Qu Wenruo July 11, 2023, 10:24 p.m. UTC | #2

On 2023/7/12 05:01, David Sterba wrote:
> On Wed, Jul 05, 2023 at 02:48:48PM +0800, Qu Wenruo wrote:
>> [REGRESSION]
>> There is a report about scrub is much slower on v6.4 kernel on fast NVME
>> devices.
>>
>> The system has a NVME device which can reach over 3GBytes/s, but scrub
>> speed is below 1GBytes/s.
>>
>> [CAUSE]
>> Since commit e02ee89baa66 ("btrfs: scrub: switch scrub_simple_mirror() to
>> scrub_stripe infrastructure") scrub goes a completely new
>> implementation.
>>
>> There is a behavior change, where previously scrub is doing csum
>> verification in one-thread-per-block way, but the new code goes
>> one-thread-per-stripe way.
>>
>> This means for the worst case, new code would only have one thread
>> verifying a whole 64K stripe filled with data.
>>
>> While the old code is doing 16 threads to handle the same stripe.
>>
>> Considering the reporter's CPU can only do CRC32C at around 2GBytes/s,
>> while the NVME drive can do 3GBytes/s, the difference can be big:
>>
>> 	1 thread:	1 / ( 1 / 3 + 1 / 2)     = 1.2 Gbytes/s
>> 	8 threads: 	1 / ( 1 / 3 + 1 / 8 / 2) = 2.5 Gbytes/s
>>
>> [FIX]
>> To fix the performance regression, this patch would introduce
>> multi-thread csum verification by:
>>
>> - Introduce a new workqueue for scrub csum verification
>>    The new workqueue is needed as we can not queue the same csum work
>>    into the main scrub worker, where we are waiting for the csum work
>>    to finish.
>>    Or this can lead to dead lock if there is no more worker allocated.
>>
>> - Add extra members to scrub_sector_verification
>>    This allows a work to be queued for the specific sector.
>>    Although this means we will have 20 bytes overhead per sector.
>>
>> - Queue sector verification work into scrub_csum_worker
>>    This allows multiple threads to handle the csum verification workload.
>>
>> - Do not reset stripe->sectors during scrub_find_fill_first_stripe()
>>    Since sectors now contain extra info, we should not touch those
>>    members.
>>
>> Reported-by: Bernd Lentes <bernd.lentes@helmholtz-muenchen.de>
>> Link: https://lore.kernel.org/linux-btrfs/CAAKzf7=yS9vnf5zNid1CyvN19wyAgPz5o9sJP0vBqN6LReqXVg@mail.gmail.com/
>> Fixes: e02ee89baa66 ("btrfs: scrub: switch scrub_simple_mirror() to scrub_stripe infrastructure")
>> Signed-off-by: Qu Wenruo <wqu@suse.com>
>
> Added to misc-next, thanks.

Please drop this, I got feedback from some real world tester, and it
doesn't help at all.
(Although it shows that the CPU usage is indeed lower than previous)

Thanks,
Qu

David Sterba July 11, 2023, 10:57 p.m.
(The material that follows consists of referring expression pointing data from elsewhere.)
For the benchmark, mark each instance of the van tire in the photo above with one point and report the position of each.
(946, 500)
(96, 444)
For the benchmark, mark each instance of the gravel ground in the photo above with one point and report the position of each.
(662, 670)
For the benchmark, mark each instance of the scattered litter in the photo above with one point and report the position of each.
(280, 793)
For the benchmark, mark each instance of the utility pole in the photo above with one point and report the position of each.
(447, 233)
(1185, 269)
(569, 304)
UTC | #3

On Wed, Jul 12, 2023 at 06:24:41AM +0800, Qu Wenruo wrote:
> On 2023/7/12 05:01, David Sterba wrote:
> > On Wed, Jul 05, 2023 at 02:48:48PM +0800, Qu Wenruo wrote:
> >> - Queue sector verification work into scrub_csum_worker
> >>    This allows multiple threads to handle the csum verification workload.
> >>
> >> - Do not reset stripe->sectors during scrub_find_fill_first_stripe()
> >>    Since sectors now contain extra info, we should not touch those
> >>    members.
> >>
> >> Reported-by: Bernd Lentes <bernd.lentes@helmholtz-muenchen.de>
> >> Link: https://lore.kernel.org/linux-btrfs/CAAKzf7=yS9vnf5zNid1CyvN19wyAgPz5o9sJP0vBqN6LReqXVg@mail.gmail.com/
> >> Fixes: e02ee89baa66 ("btrfs: scrub: switch scrub_simple_mirror() to scrub_stripe infrastructure")
> >> Signed-off-by: Qu Wenruo <wqu@suse.com>
> >
> > Added to misc-next, thanks.
> 
> Please drop this, I got feedback from some real world tester, and it
> doesn't help at all.
> (Although it shows that the CPU usage is indeed lower than previous)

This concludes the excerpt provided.